As two other ladies and I were ushered into the first tent I noticed just how peaceful everyone was. It really gave you the feeling that you wanted to share with people. No walls, no expectations, just acceptance and gratitude that you are there to share with them.

Komatsu was the first person we saw. As we handed her our card, we noticed that other than the tent number on it, it also had the word ‘past’ on it. Komatsu explained that because of this, we’d be talking about the past in this tent. Not only that but she had us pick from a pile of cards and play a memory-like game to choose the topic. Truly each and every experience would be totally different and randomized.

Komatsu played on a stringed instrument of sorts and sang a song. Being a piano teacher myself, I could read the music that she was reading off of, which was composed specifically for this exercise. She was not playing note for note but rather using the music as a point of inspiration to improvise upon.  She sang 2 songs, one on fear and the other about surprise. The first one was very reminiscent of fear but the ‘surprise’ song I didn’t find differed too much from the first.

We were then escorted to the second tent that harbored the dancer and Shakuhachi Flute player duo, Park and Suzuki. These two were by far my favorite of the three. Here we shared our present life experiences and joys. Suzuki managed to find a common thread in everything that we shared and performed a stunning dance about the artfulness of autumn. Her lines and flexibility were exquisite and were perfectly accompanied by Park’s soothing flute music.

Lastly, we had the pleasure of meeting Ibrahim. Our card for his tent said past and so he shared with us an unbelievably serendipitous story of reconnection with his family half way around the globe. He wrote a letter with our help to his newly found mother. I didn’t quite understand the letter as it seemed like he was trying to incorporate our experiences into his story that didn’t quite fit. His story was beautiful though, and we left with glowing hearts fueled by this rare, randomly inspirational display.

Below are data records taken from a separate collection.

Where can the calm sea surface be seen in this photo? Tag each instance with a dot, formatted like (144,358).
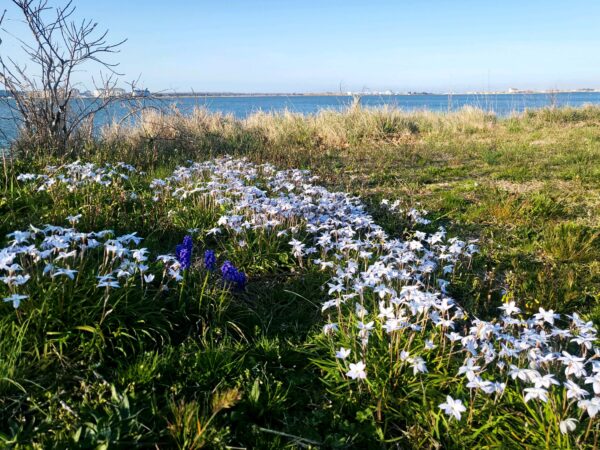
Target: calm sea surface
(240,107)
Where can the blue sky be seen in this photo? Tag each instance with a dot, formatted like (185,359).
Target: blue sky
(300,46)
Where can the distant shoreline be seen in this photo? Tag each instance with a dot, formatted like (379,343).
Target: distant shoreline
(368,94)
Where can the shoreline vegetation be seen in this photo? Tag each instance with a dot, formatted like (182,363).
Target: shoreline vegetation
(236,338)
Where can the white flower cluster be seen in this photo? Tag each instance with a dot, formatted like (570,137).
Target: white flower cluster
(58,253)
(389,286)
(77,174)
(398,286)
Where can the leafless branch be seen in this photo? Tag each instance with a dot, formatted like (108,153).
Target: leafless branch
(45,102)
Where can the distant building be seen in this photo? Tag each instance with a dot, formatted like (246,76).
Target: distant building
(113,92)
(141,93)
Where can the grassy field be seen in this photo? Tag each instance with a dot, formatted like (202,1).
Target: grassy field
(191,357)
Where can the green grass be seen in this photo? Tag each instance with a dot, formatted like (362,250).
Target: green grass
(245,369)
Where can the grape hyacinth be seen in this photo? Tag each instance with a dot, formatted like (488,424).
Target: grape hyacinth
(233,275)
(210,260)
(183,252)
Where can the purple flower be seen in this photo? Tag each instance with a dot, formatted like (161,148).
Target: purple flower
(210,260)
(183,252)
(232,275)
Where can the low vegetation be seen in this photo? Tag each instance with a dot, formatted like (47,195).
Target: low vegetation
(156,296)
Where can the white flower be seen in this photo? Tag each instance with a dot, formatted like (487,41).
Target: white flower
(357,371)
(15,299)
(149,278)
(568,425)
(592,406)
(453,407)
(342,353)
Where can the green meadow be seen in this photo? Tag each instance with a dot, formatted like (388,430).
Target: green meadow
(207,361)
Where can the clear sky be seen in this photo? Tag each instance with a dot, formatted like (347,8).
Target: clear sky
(402,45)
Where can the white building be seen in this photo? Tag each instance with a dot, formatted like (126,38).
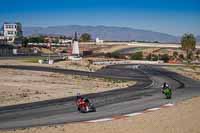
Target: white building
(98,41)
(12,31)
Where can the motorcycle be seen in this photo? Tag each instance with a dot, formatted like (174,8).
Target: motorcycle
(167,92)
(84,105)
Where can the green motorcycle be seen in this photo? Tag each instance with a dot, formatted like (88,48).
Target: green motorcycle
(168,93)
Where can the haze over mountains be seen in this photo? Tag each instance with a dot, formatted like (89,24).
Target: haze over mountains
(104,32)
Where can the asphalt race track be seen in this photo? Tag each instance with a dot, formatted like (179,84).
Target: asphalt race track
(145,94)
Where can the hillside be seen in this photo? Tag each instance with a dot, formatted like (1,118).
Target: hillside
(103,32)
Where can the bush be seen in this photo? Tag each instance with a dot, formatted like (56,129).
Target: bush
(165,57)
(154,57)
(113,55)
(181,56)
(137,56)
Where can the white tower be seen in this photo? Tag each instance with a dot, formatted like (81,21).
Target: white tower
(75,46)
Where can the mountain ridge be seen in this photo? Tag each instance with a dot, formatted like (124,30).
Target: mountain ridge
(109,33)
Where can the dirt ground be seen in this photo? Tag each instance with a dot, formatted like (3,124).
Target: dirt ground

I felt a little disappointed as I left because I could see that there were other tents that we didn’t get to see. I would love to return to see the others, should the opportunity arise.  I felt like a child that had just stepped into a fairy gypsy land. I had a hunger to explore and get lost in this world, but alas my time was up, so I settled for playing some of the random instruments they had lying around such as a cute little spacedrum-like instrument and wooden frogs.